Associations of Maternal Body Mass Index with Gestational Diabetes and Gestational Hypertension in a Diverse Population, the District of Columbia, 2009-2011

Tuesday, June 24, 2014: 11:15 AM
203, Nashville Convention Center
Jennifer E Kret , District of Columbia Department of Health, Washington, DC
Rowena Samala , District of Columbia Department of Health, Washington, DC
John O. Davies-Cole , District of Columbia Department of Health, Washington, DC
Fern Johnson-Clarke , District of Columbia Department of Health, Washington, DC

BACKGROUND: Maternal obesity, gestational diabetes (GDM), and gestational hypertension (GHTN) are associated with risks for adverse outcomes including cesarean delivery, macrosomia, low birth weight infants, and infant death. In the District of Columbia (DC), trends of increasing maternal obesity differ between racial/ethnic groups. This study investigated associations between maternal pre-pregnancy body mass index (BMI) and GDM and GHTN. 

METHODS: We analyzed 18,264 live, singleton births in DC during 2009 to 2011. The study was restricted to birth records with maternal BMI data. Women who had diabetes or hypertension prior to pregnancy, unknown status of diabetes or hypertension, or had missing parity information were excluded. Maternal BMI was calculated from pre-pregnancy height and weight, categorized as underweight (<18.5 kg/m2), normal (18.5-24.9 kg/m2), overweight (25-29.9 kg/m2), and obesity (≥30 kg/m2). Using logistic regression models, odds ratios (OR) and 95% confidence intervals (CI) were calculated for associations of BMI with GDM and GHTN, adjusting for race/ethnicity, maternal age, and parity. Tests for interaction between BMI and race/ethnicity were performed using a likelihood ratio test. All analyses were performed using SAS v9.3. 

RESULTS: This study population was 57% non-Hispanic Black, 29% non-Hispanic White, and 14% Hispanic. Overall, 20% of women were overweight and 23% were obese. The prevalence of GDM in non-Hispanic Black, non-Hispanic White, and Hispanic mothers was 2.8%, 2.1%, and 4.7%, respectively. Additionally, GHTN was prevalent in 4.5%, 2.3%, and 2.7%, respectively. There was no evidence of significant interactions between BMI and race/ethnicity associated with either GDM (p=0.36) or GHTN (p=0.64). Compared to normal, overweight and obesity were associated with increased risks of GDM (OR=1.90, 95%CI 1.51-2.39 and OR=2.86 95%CI 2.27-3.61, respectively) and GHTN (OR=1.68, 95%CI 1.36-2.07 and OR=2.83 95%CI 2.31-3.45, respectively).
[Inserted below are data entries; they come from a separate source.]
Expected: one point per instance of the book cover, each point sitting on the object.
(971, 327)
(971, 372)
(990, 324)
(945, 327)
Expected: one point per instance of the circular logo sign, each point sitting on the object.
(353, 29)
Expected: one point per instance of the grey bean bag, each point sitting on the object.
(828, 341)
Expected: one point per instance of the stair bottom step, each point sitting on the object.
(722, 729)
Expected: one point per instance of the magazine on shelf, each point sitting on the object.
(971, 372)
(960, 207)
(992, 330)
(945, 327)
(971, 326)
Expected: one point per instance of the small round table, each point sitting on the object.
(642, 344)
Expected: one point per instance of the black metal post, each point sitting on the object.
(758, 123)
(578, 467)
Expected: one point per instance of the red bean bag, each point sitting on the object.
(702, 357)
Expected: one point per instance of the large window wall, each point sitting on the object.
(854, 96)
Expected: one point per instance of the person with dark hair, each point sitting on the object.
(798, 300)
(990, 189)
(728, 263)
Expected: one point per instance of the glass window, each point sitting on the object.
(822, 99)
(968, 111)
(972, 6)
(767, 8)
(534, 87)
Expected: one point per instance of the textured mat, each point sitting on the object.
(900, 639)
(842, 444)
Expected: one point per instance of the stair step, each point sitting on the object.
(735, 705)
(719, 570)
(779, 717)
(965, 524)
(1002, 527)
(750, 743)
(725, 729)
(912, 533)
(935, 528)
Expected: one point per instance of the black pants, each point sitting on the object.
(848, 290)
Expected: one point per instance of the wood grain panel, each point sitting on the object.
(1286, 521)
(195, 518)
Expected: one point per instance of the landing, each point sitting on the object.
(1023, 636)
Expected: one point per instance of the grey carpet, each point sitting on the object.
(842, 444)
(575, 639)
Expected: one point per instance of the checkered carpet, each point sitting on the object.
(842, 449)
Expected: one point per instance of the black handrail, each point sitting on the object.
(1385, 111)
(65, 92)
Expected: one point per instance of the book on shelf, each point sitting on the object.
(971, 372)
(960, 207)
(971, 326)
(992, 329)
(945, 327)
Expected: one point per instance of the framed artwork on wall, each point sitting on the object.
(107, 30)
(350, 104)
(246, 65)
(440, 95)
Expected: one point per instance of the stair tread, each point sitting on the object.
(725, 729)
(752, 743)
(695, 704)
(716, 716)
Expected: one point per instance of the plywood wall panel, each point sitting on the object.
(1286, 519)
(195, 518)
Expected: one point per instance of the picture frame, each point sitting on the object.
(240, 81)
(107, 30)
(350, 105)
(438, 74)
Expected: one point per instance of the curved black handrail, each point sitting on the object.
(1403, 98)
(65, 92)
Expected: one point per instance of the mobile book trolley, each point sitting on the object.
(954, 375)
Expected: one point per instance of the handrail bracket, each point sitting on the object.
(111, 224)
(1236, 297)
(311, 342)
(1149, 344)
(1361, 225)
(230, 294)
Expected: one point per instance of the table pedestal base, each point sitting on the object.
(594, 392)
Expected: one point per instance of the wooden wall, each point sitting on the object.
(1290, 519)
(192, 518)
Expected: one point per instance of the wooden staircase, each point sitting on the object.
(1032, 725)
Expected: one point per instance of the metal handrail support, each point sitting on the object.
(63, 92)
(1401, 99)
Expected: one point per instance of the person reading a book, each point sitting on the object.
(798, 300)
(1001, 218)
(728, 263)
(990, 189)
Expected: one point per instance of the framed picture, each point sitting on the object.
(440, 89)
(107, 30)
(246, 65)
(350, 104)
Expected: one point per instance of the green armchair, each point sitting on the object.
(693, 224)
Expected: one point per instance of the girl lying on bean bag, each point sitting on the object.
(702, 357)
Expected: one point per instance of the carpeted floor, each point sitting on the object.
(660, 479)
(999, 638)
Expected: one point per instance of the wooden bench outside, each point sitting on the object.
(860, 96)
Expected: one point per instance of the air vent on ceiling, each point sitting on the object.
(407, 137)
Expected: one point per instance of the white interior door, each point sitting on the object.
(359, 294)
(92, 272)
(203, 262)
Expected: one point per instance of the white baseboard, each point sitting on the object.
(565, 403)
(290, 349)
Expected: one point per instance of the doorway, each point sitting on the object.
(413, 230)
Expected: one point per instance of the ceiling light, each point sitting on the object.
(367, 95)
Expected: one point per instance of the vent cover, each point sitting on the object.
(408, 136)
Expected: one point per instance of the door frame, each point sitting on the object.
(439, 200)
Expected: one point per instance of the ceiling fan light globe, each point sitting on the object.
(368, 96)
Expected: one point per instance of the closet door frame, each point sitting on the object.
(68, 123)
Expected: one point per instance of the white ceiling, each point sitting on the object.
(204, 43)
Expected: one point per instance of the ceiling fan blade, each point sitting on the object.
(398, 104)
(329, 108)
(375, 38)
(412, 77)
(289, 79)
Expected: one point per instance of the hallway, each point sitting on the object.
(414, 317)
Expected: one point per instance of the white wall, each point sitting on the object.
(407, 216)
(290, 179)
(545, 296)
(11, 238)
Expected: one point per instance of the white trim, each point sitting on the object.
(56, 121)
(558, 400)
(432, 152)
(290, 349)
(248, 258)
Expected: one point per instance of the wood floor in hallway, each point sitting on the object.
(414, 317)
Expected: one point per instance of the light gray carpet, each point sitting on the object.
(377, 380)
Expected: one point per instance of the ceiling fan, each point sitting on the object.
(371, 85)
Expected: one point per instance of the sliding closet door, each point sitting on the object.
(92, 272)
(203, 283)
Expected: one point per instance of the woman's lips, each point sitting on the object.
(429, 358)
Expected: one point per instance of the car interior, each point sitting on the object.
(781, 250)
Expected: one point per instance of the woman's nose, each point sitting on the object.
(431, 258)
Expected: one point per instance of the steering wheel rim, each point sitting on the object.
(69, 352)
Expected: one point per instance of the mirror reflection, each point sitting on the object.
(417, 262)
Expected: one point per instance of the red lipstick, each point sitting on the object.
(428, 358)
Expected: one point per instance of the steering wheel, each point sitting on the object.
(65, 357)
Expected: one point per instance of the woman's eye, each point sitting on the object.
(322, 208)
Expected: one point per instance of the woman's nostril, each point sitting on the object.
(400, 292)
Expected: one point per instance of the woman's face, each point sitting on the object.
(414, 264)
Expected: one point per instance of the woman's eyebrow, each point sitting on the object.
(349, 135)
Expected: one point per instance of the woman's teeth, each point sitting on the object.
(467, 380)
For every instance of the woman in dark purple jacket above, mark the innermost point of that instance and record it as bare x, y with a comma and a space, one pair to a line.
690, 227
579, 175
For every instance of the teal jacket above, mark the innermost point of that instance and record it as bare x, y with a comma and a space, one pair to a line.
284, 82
However, underweight was protective for both GDM and GHTN (OR=0.70 95%CI 0.36-1.38 and OR=0.66 95%CI 0.38-1.14).    

CONCLUSIONS: Maternal BMI was positively associated with GDM and GHTN, without variations by race/ethnicity. Reducing maternal pre-pregnancy overweight and obesity could decrease risks for GDM and GHTN. These results may have implications for lowering other adverse pregnancy and birth outcomes associated with GDM and GHTN. Future studies are needed to determine whether undiagnosed diabetes and hypertension prior to pregnancy may contribute to the observed prevalence of GDM and GHTN.